All told, the major tech companies have almost total control over what content does — and does not — show up when you make an internet search.
This is where Brave comes in.
Sick of Big Tech? Try Brave — a Privacy-Focused Google Alternative
Brave has two main products that replace Google’s control over your internet searches.
Source: Brave.com and Google.com
Firstly, there’s Brave Browser, available for MacOS, Windows, Linux, Android and iOS operating systems.
Brave Browser feels very similar to Google Chrome — and, as a bonus, Chrome extensions work on Brave — but Brave is faster, automatically blocks ads and trackers, and saves battery life.
If you are sick of functioning within Google’s controlled internet ecosystem (along with 64 per cent of other people), Brave Browser provides an easy, convenient and private alternative.
The three most popular browsers (Google Chrome, Apple’s Safari and Microsoft’s Edge) together account for 87.4 per cent of internet users. Brave Browser provides a way out.
Source: Search.Brave.com and Google.com
Secondly, Brave Search has been quickly gaining popularity as an alternative to Google Search. While all the other alternatives to Google are either owned by Big Tech or are dependent on their search indexes (Yandex and Baidu excepted), Brave has developed its own index and has built its search engine around it.
This means that the sites you see were chosen by Brave’s algorithm, not by Google, Microsoft or any other Big Tech company.
“… Brave Search operates from an independent search index. An index is the list of billions of web pages, and some basic info about those pages, that search engines draw from to deliver search results. Most search engines — even supposedly “neutral” or “private” ones — don’t do this. They’re just façades that rely exclusively on third-parties for their results. If Big Tech suddenly ceased to function, those other search operators would go offline. Brave Search, meanwhile, would stay fully operational.” (Brave FAQ).
There are some exceptions: while Brave is still developing their index, they sometimes complement their results with results from other indexes.
As Brave explains:
“… for some queries, Brave can anonymously check our search results against third-party results, and mix them on the results page. This mixing is a means-to-an-end toward 100% independence. For full transparency and to measure Brave’s progress toward that goal, Brave provides a “Results independence” metric. This anonymous calculation shows the % of search results that come from Brave versus these third parties.”

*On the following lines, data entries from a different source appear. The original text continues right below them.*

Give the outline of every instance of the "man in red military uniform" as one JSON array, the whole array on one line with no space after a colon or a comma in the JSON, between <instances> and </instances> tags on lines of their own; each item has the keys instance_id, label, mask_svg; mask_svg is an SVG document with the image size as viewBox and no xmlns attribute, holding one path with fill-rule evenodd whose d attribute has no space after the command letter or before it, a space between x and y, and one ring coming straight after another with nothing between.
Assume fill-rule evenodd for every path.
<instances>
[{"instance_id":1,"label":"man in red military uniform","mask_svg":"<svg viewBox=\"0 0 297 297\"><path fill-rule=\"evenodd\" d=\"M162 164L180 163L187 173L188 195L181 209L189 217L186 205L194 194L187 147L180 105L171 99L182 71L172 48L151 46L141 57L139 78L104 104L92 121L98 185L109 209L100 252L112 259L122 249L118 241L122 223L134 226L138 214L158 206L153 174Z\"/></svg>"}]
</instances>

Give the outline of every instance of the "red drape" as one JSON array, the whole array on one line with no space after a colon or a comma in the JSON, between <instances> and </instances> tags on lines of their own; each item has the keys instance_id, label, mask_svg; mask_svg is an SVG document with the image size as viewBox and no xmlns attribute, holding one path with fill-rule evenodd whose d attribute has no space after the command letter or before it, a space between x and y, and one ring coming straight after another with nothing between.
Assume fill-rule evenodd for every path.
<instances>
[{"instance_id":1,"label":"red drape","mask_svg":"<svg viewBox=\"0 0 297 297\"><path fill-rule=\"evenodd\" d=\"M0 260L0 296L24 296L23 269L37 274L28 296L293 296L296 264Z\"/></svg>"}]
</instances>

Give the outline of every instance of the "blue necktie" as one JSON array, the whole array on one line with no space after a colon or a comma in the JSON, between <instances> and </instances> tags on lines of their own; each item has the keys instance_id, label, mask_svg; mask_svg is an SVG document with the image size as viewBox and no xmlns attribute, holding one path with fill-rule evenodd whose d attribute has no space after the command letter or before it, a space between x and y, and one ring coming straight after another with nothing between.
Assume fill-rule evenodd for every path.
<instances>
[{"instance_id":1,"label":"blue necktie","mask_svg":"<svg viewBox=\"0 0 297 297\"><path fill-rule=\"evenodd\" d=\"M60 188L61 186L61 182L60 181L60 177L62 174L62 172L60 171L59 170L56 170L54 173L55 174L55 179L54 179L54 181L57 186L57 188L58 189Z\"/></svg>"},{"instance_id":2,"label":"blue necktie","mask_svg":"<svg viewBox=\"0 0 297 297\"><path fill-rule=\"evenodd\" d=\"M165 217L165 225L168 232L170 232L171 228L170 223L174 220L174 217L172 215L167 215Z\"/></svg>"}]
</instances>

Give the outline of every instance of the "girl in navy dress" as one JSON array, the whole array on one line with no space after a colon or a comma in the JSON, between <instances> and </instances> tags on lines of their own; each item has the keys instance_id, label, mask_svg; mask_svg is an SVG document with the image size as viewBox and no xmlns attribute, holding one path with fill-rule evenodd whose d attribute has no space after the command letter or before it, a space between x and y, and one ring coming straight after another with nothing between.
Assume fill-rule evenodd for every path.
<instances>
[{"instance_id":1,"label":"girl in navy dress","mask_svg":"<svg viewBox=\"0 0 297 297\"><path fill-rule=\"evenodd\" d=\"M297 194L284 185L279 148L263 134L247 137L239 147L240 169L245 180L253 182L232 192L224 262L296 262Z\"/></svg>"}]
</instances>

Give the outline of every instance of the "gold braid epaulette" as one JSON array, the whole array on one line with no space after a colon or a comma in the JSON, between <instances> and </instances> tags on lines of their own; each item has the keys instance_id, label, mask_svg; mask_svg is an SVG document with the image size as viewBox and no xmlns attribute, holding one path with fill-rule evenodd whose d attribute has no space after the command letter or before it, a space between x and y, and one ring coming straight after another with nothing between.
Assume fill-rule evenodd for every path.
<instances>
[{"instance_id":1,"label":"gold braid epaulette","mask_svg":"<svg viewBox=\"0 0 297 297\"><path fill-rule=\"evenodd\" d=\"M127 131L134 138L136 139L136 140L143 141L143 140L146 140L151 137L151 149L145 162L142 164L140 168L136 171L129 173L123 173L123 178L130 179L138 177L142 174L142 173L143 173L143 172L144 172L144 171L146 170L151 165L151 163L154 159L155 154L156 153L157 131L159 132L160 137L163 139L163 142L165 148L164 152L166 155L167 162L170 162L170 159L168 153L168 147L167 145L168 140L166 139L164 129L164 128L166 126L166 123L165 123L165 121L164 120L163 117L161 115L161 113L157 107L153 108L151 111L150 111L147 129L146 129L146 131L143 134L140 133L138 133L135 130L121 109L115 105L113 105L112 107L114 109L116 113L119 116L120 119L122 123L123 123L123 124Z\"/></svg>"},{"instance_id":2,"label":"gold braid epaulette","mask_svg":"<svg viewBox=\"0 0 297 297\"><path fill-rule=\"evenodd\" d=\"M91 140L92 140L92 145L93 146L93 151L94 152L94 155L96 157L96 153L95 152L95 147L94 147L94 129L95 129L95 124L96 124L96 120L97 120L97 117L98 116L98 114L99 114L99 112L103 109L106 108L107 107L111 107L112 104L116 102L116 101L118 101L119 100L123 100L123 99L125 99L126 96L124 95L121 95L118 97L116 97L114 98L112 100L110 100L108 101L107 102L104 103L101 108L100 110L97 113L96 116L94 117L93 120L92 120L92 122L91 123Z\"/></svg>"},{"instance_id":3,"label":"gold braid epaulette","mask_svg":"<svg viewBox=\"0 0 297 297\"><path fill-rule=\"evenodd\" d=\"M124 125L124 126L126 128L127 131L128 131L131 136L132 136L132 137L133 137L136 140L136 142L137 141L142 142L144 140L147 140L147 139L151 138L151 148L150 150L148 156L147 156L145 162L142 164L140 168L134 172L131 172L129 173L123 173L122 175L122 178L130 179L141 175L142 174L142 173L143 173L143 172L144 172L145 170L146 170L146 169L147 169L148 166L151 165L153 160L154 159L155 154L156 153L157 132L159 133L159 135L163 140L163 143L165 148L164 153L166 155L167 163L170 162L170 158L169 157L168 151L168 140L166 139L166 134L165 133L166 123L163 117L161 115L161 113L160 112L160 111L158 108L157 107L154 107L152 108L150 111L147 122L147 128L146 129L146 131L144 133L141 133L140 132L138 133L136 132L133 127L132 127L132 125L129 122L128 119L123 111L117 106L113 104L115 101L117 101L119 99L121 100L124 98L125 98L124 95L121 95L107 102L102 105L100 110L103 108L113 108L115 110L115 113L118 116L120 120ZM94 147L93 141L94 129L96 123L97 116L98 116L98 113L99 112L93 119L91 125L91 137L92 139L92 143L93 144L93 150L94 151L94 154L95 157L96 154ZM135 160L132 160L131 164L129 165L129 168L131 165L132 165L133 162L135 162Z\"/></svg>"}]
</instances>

When asked whether it filters, downranks or censors search results, Brave had this response:
“No, Brave Search does not filter, downrank, or censor search results. Nor will we change our search algorithm to increase or decrease the prominence of results in response to current events or anyone’s political, religious, ethical, or other beliefs. Brave Search — like Brave itself — is intended to be a user-first portal to the web, free of Big Tech’s manipulation.”
As of December 2021, the Brave ecosystem had over 50 million monthly users and 15.5 million daily users, a huge increase from just 11 million monthly users in 2019.
For Christians concerned about the rise of Big Tech and the ability to access information without the danger of censorship, Brave provides a brilliant solution.
Founded by a man who was cancelled for his beliefs, using Brave Browser and Brave Search is a way for Christians to opt out of the controlling cancel culture of Big Tech.